Emotions arise in various forms — happiness, sadness, regret, anger — and purposely or not, they can affect our attitude and behavior toward others. Someone who is irritated may lose patience listening to a coworker’s long story or may be more likely to send out a contentious email. On a good day, however, you can overlook poor customer service or a coworker’s loud personal phone call.
Mind Over Matter
Office work generally involves collaborating with coworkers and peers, often with different personalities and backgrounds. However, our own emotional biases can block the creative process. This can harm the company overall. So what can you do?
When faced with working with someone you dislike, it’s easy to tell yourself to “just get over it,” but there may be a way to change your mind — literally. In his research, White and his team used MRI imaging to capture brain patterns in both a fixed-wage and performance-based work contract. In the lab, they tested full-time graduate business students with professional work experience and gave them hypothetical investment situations.
The study found that the participants who were offered incentives were more likely to use the analytical part of their brain. An emotional influence was still present under an incentive-based contract; however, participants were more likely to carefully weigh the pros and cons while limiting the amount of emotional influence. “This study suggests that well-designed incentive contracts are a useful tool for firms for not only better aligning managers’ goals with those of the firm owners, but also for inducing managers to think more analytically about the impact of various decisions,” White says.
“Under a fixed wage, we see a strong influence of emotion on people’s decisions.
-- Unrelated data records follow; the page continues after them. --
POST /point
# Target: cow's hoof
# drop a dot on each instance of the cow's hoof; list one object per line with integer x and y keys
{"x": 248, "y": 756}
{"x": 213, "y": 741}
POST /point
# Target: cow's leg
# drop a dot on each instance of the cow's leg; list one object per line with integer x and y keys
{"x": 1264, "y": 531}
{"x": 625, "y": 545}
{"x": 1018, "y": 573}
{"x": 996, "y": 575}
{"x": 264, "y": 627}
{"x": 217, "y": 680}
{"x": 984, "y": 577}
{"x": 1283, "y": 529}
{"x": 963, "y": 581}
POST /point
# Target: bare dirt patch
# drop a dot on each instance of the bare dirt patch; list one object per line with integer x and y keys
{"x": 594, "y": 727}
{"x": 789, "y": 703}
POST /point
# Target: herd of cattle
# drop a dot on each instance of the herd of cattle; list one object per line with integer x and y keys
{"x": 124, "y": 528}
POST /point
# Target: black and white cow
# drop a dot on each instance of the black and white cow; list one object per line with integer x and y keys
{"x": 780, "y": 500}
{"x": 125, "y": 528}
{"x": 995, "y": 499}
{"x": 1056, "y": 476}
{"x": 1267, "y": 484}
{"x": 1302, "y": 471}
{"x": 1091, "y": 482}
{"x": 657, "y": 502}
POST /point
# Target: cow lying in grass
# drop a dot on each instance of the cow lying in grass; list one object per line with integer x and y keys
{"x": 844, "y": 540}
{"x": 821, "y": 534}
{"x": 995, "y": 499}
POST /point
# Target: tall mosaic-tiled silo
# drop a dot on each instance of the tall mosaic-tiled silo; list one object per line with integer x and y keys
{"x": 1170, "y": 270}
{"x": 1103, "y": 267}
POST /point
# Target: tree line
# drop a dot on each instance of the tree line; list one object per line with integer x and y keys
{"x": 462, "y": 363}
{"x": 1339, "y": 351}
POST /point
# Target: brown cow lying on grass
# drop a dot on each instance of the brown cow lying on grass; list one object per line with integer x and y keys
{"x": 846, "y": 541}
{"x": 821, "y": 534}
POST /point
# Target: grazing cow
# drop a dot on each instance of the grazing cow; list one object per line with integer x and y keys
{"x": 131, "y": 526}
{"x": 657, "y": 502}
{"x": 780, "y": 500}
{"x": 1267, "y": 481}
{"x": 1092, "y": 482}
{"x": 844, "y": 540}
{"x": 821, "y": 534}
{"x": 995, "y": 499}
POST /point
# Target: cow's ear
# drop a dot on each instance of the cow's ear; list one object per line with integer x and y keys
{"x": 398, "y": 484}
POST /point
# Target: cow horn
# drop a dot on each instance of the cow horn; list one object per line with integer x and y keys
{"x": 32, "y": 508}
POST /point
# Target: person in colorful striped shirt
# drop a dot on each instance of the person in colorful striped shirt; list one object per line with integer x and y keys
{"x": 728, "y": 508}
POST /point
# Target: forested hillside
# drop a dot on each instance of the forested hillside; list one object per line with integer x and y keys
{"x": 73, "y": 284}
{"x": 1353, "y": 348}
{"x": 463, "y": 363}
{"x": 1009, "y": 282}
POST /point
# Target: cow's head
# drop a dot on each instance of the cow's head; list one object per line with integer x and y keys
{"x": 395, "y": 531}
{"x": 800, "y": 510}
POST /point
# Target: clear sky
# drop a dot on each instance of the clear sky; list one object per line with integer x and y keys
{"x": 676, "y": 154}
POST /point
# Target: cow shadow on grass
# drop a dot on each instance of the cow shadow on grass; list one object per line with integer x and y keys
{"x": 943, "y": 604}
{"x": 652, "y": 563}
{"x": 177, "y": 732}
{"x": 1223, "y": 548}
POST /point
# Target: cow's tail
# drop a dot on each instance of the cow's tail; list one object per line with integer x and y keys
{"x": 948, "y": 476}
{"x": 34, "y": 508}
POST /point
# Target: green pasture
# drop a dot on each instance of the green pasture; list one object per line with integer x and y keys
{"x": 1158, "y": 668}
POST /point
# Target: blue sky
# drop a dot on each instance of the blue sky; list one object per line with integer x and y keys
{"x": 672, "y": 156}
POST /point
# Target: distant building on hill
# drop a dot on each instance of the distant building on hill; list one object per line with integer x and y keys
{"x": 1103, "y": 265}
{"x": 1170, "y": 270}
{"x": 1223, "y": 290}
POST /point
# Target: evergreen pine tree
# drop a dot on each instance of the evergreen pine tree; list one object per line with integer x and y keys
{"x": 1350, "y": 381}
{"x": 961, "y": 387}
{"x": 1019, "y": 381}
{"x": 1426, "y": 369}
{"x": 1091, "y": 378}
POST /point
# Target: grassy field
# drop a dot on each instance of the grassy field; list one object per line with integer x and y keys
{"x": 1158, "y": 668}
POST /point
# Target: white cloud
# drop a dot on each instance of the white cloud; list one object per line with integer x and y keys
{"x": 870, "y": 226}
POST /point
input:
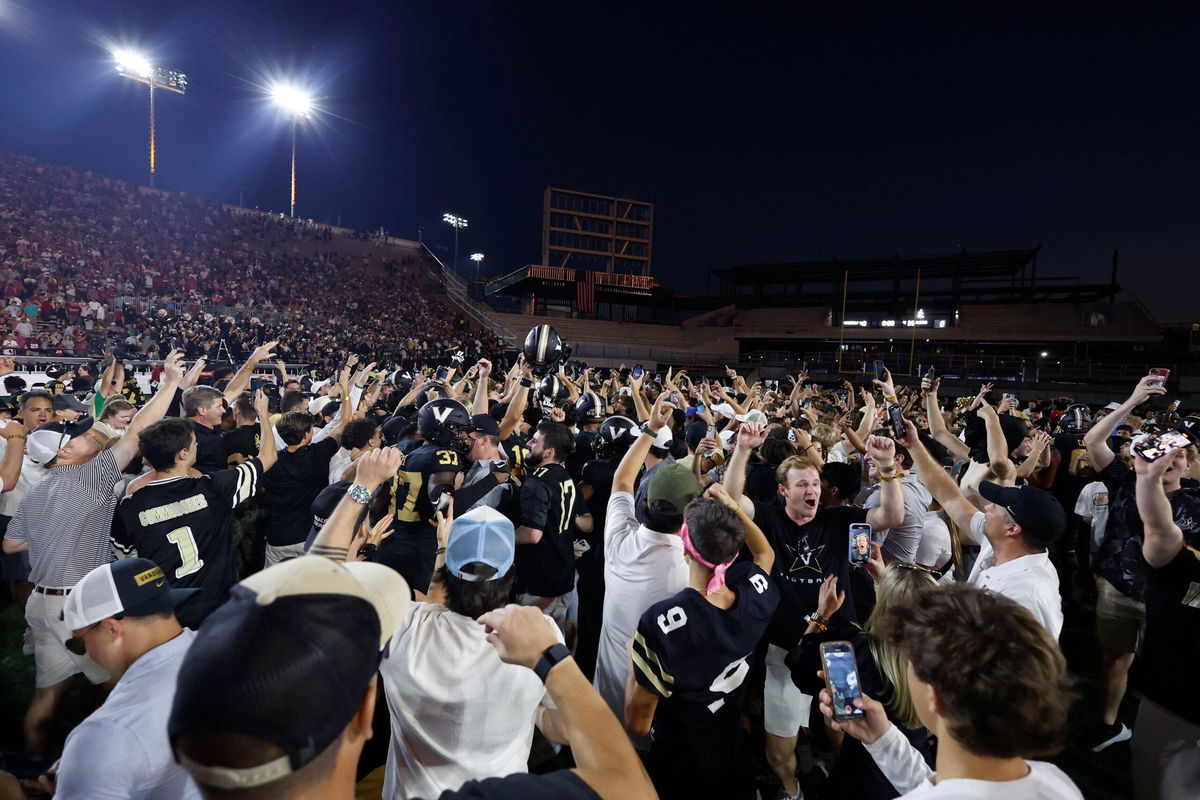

That influence is reduced when we pay them with a performance-based contract.”
White’s research suggests that by introducing incentives, employees think less emotionally and more analytically, which makes working with someone you dislike a little easier. Instead of focusing on annoying idiosyncrasies, you’re more likely to consider the economic merits for yourself and your company. Instead of attempting to force Peter and Drew to get along by putting them through a battery of team-building exercises, their boss might be better off creating a bonus system that rewards them for the results of the project.
“Emotion still matters. It’s hard-wired: You can’t shut it off, but you can override it,” White says.